The first act is introduced through voice-over by Bryony Kimmings, the writer, director, and inspiration of her main character, Emma. Emma is a single mum, whose baby is being tested for cancer, and played remarkably well by Amanda Hadingue. Unfortunately, not all the other characters are explored in as much depth, but for this production that isn’t necessarily a problem. The collective of characters bring together different stories in the world of a hospital oncology department to illustrate what it is like to be involved with this cruel disease.

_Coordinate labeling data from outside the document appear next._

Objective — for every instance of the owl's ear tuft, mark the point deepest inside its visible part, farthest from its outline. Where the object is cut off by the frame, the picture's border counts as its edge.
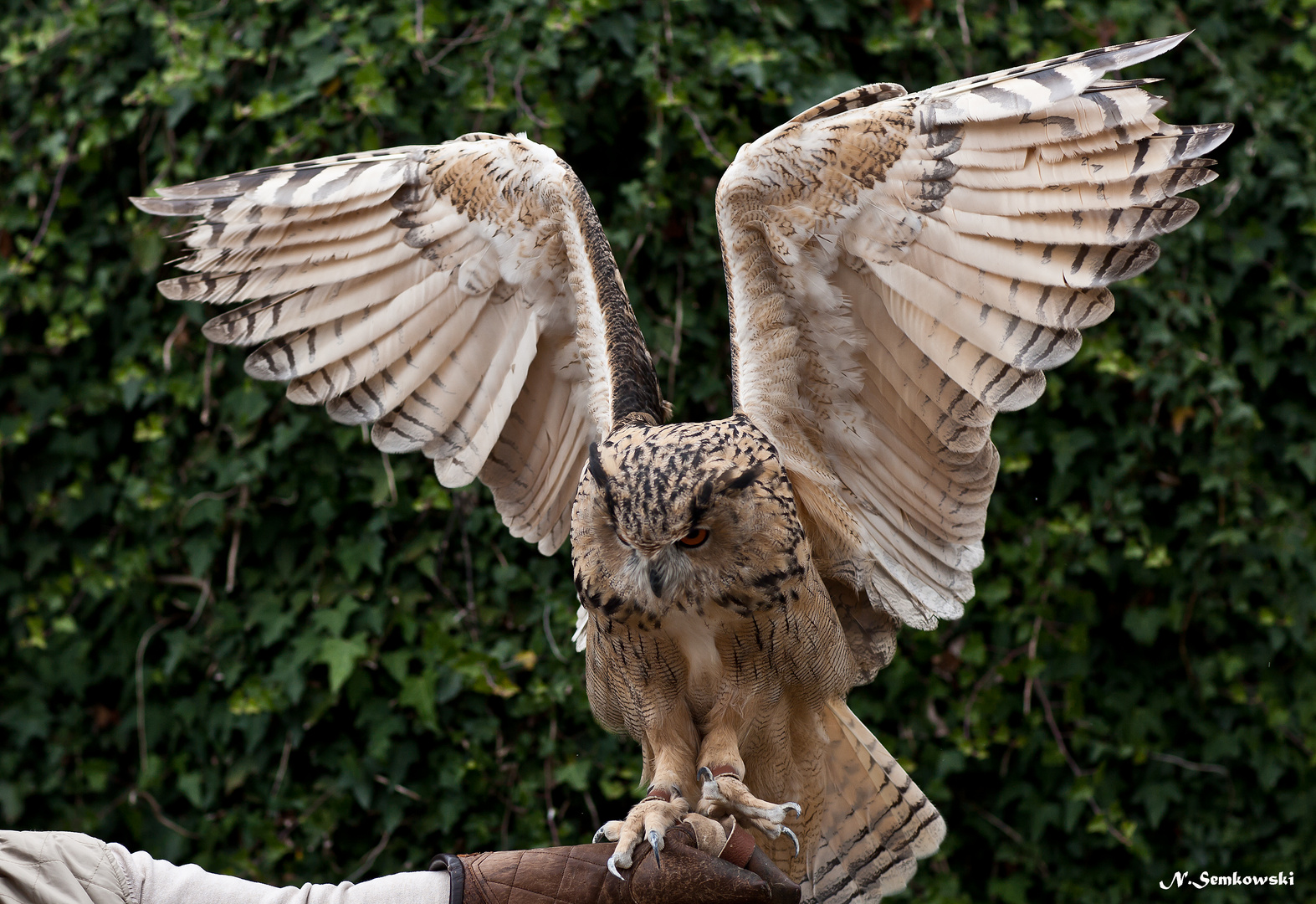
(733, 480)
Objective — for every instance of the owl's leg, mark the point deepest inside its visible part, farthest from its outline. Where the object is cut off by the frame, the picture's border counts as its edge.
(720, 770)
(663, 809)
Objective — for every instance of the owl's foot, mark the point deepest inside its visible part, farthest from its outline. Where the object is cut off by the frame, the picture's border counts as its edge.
(648, 820)
(727, 794)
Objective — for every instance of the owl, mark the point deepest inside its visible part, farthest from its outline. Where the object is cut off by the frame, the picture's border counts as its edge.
(899, 267)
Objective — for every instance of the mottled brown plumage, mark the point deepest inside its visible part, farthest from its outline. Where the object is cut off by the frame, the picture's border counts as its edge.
(899, 267)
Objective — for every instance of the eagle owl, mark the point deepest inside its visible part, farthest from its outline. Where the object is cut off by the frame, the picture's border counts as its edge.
(899, 267)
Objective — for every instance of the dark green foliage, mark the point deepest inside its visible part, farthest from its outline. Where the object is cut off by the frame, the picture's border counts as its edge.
(346, 669)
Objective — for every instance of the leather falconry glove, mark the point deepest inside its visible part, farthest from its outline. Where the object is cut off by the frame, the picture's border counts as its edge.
(699, 864)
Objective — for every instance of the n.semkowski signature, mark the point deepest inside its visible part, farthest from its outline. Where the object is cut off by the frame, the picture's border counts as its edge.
(1235, 879)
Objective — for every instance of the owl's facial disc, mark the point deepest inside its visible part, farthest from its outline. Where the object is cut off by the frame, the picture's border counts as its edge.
(674, 517)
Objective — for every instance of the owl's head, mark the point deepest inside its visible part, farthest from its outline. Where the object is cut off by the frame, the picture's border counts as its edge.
(686, 516)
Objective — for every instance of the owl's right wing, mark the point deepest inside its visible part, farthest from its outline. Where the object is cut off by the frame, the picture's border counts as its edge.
(902, 267)
(461, 296)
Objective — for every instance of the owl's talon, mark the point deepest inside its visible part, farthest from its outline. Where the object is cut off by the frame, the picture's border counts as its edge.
(727, 794)
(794, 840)
(648, 820)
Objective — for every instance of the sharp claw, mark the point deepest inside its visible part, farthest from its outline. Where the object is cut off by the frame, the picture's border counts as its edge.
(794, 840)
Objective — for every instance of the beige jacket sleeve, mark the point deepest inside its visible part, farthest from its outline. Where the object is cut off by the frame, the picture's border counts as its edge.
(68, 867)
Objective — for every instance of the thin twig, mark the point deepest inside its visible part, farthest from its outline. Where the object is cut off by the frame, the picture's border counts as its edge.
(1032, 655)
(199, 496)
(283, 765)
(388, 473)
(232, 574)
(987, 675)
(141, 687)
(206, 383)
(1187, 763)
(1056, 731)
(170, 340)
(520, 98)
(54, 195)
(548, 633)
(550, 812)
(160, 814)
(674, 356)
(188, 581)
(709, 142)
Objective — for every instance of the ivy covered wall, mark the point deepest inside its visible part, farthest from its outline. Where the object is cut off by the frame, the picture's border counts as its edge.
(237, 634)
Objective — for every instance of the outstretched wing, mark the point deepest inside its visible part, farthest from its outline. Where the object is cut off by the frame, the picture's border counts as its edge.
(459, 296)
(900, 267)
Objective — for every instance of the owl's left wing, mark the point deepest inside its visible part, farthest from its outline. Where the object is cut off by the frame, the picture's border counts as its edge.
(459, 296)
(900, 267)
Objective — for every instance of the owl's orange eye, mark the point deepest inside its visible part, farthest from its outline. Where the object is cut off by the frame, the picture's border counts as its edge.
(696, 537)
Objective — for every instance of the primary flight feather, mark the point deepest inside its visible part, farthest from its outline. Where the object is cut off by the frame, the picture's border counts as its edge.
(899, 269)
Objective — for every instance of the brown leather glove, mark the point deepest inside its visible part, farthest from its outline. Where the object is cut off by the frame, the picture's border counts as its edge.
(741, 874)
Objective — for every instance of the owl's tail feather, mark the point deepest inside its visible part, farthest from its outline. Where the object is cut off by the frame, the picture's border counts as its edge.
(877, 823)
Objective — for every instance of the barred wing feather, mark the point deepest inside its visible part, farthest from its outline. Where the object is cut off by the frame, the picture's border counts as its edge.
(902, 267)
(461, 298)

The ensemble is incredibly strong, and another testament to the diverse casting going on at The National currently. The music is varied in style, and some songs are stand-out. The show even boasts dancing tumours, which in the world of this musical, isn’t amiss and just adds to the weird and vibrant examination of life with cancer.
The second half very quickly descends from the upbeat musical first half, to become more dark and real. From the claustrophobic (but perhaps too long) opening of Emma alone onstage watching her baby in MRI, the audience are soon witness to verbatim speeches by the people who inspire characters. The actress playing Emma even converses with Bryony in voice-over, which allows a glimpse into her experience. But I felt the voice-over went on perhaps too long without more of a presence onstage, which was quite distancing. However the fourth wall is broken by this point, and the audience are invited to name people they know who have battled cancer. And by this point, the entire auditorium was audibly sobbing, and after an awkward hesitation, people in droves are shouting names of loved ones, and themselves. By this point you may be aware you are being emotionally manipulated, and more moved by your own recollection than the show’s content, but it breaks you down to a state of open vulnerability so that you are crying amongst an auditorium of strangers. I have never seen a show manage this, and I’m not sure I will again. It is all down to the subject matter, and the vast effect it has on multitudes of lives, but this show has the brilliance to move you and be the vehicle to open emotions without being sentimental. Such was this effect, the audience were silent as they left. Another first for me in my years of theatregoing.
Overall, this weird and wonderful musical may have small flaws, but it doesn’t detract from the superb cast and aim of the piece. It openly proclaims its absurdities (Such as the dancing tumours!) and that makes us as an audience accept them. It is both a moving and upbeat musical, and an emotional and well-observed examination of life affected by cancer. The show explains at the start that you can’t have a musical about such a negatively associated subject, but that is part of its aim. As it says, we as a nation are terrible at talking about cancer, or any illness or death. And in its own way, it brings the audience to accept this and the need to be more open with emotions, without dictating how, but just leads you along to the emotional end. Perhaps you will leave that in the auditorium, but maybe a few people will begin to be more open about their vulnerabilities, and talk more about this sort of subject.